Many people know that Wipro brought out the first standards-compliant keyboard that bears the Indian National Rupee (INR) symbol; few know, however, that the company had begun researching into the way the symbol would be used even before the government announced the symbol.

Sharing this information, Dr Sudarshan Murthy, General Manager, Applied Research, Wipro Ltd, says, “The Government of India announced the symbol on July 15, 2010, but we had begun work on ways of using the symbol around July 3 itself.” Dr Murthy says that since it was known that the INR would get a symbol, researchers like him had to work on getting it used irrespective of what the symbol was. And Wipro's speed meant that it could play a big role in the process — Dr Murthy is all smiles as he points out, “The proposal that Wipro made is now the standard.”

The Department of Information Technology (DIT) standard for the keyboard usage of the symbol came out on August 31, 2010, and the Bureau of Indian Standards (BIS) approved it on January 31, 2011. Wipro made its keyboard available for sale on February 15, 2011.

Why such a huge delay? Asked about this, Dr Murthy says that while the rupee symbol keyboard is the most visible part of the process, a whole lot of work had to be done in the background. With technology being so widely used today, the challenge was to integrate the symbol into the ICT (information and communications technology) environment so that people could benefit from the symbol by using it actively.

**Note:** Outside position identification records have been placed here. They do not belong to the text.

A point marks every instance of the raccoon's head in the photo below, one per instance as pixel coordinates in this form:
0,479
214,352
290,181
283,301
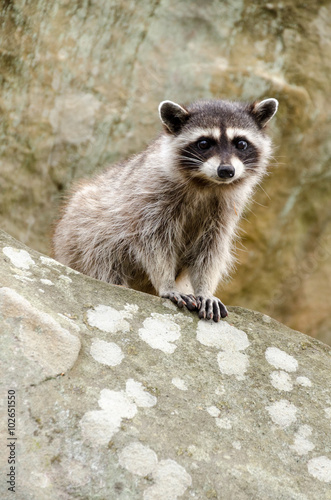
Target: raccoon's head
219,141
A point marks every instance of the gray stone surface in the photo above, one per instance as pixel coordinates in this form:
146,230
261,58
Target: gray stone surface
119,395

This meant that the symbol should be usable even in an SMS, Dr Murthy points out.

Discussing the larger picture, he says that contrary to popular perception, this was an international issue and not an Indian one. “You should be able to use this symbol in a spreadsheet program in India, mail it to somebody in the US, and he should be able to send it to a network printer in Singapore.” And if this person decides to give the printout to somebody who, in turn, scans it and imports the text into a word processor, it should still recognise the rupee symbol. As can be seen, various devices in many parts of the world have to recognise the symbol.

Realising the magnitude of the problem, Dr Murthy says he discussed the issue with government officials. After this, a meeting was called and various choices were considered. Finally, seven policy suggestions were made for the adoption and proliferation of the symbol. Ultimately, the decision was made — one would use the ‘4' key on the line of keys under the function keys along with the alt key to the right of the space bar to use the rupee symbol.

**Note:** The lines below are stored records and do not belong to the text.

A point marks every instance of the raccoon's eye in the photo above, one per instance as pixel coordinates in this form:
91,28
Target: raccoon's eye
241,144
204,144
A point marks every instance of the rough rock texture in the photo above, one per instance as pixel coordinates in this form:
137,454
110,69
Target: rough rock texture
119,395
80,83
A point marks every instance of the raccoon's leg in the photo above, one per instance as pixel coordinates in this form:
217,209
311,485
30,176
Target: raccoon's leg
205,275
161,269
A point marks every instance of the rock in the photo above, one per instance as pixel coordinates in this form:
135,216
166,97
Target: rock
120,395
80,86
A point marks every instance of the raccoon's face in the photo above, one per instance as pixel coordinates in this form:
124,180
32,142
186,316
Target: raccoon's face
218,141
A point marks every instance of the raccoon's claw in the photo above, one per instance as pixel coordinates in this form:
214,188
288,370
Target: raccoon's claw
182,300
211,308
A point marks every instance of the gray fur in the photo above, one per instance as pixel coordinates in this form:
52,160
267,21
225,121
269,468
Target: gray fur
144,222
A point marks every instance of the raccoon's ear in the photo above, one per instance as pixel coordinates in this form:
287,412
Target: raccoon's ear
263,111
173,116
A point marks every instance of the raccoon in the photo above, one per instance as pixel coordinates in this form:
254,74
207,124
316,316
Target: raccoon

One might ask — why only the alt key to the right of the space bar? Why not the left? After all, one can get the ‘$' symbol by pressing the ‘4' key with either the right or the left shift, right? Explaining why using the alt key to the left of the space bar along with the ‘4' key would not input the rupee symbol, Dr Murthy says the keyboard comprises three different ‘levels' of keys. Characters such as 1, 5, F, A, and others are level 1; keys such as shift and control are level 2 keys and the key to the right of the space bar, called the ‘AltGr key' is the only level 3 key in the standard keyboard.

At the hardware level, the AltGr key produces a scan code that is different from the one produced by the left alt key and so this key is used as a secondary modifier. So, press ‘4' and you get ‘4'; press shift and 4 and you get the $ symbol; press the AltGr or the right alt key along with 4, you get the rupee symbol. And if you press the left alt key and the 4 key, you get...well, nothing.

If you feel that this standard is crazy, remember that the keyboard standards committee had to work with compatibility in mind. They also had to consider user inputs and reject them if necessary. Explaining this, Dr Murthy says, “We conducted a survey to find out what symbol people wanted to use to input the rupee symbol, but we didn't tell them that Wipro was conducting the survey. Many people felt that Alt-R would be the best way to input the rupee symbol.” But the committee felt that the ‘4' key — thanks to its long association with the $ currency symbol — would be a better bet. “Also, after using the rupee symbol, you would want to enter a number, so placing this symbol along with a number has its merits,” points out Dr Murthy, highlighting the amount of effort that has to go into something that we would perceive to be the ‘simple' task of adding a symbol to a keyboard.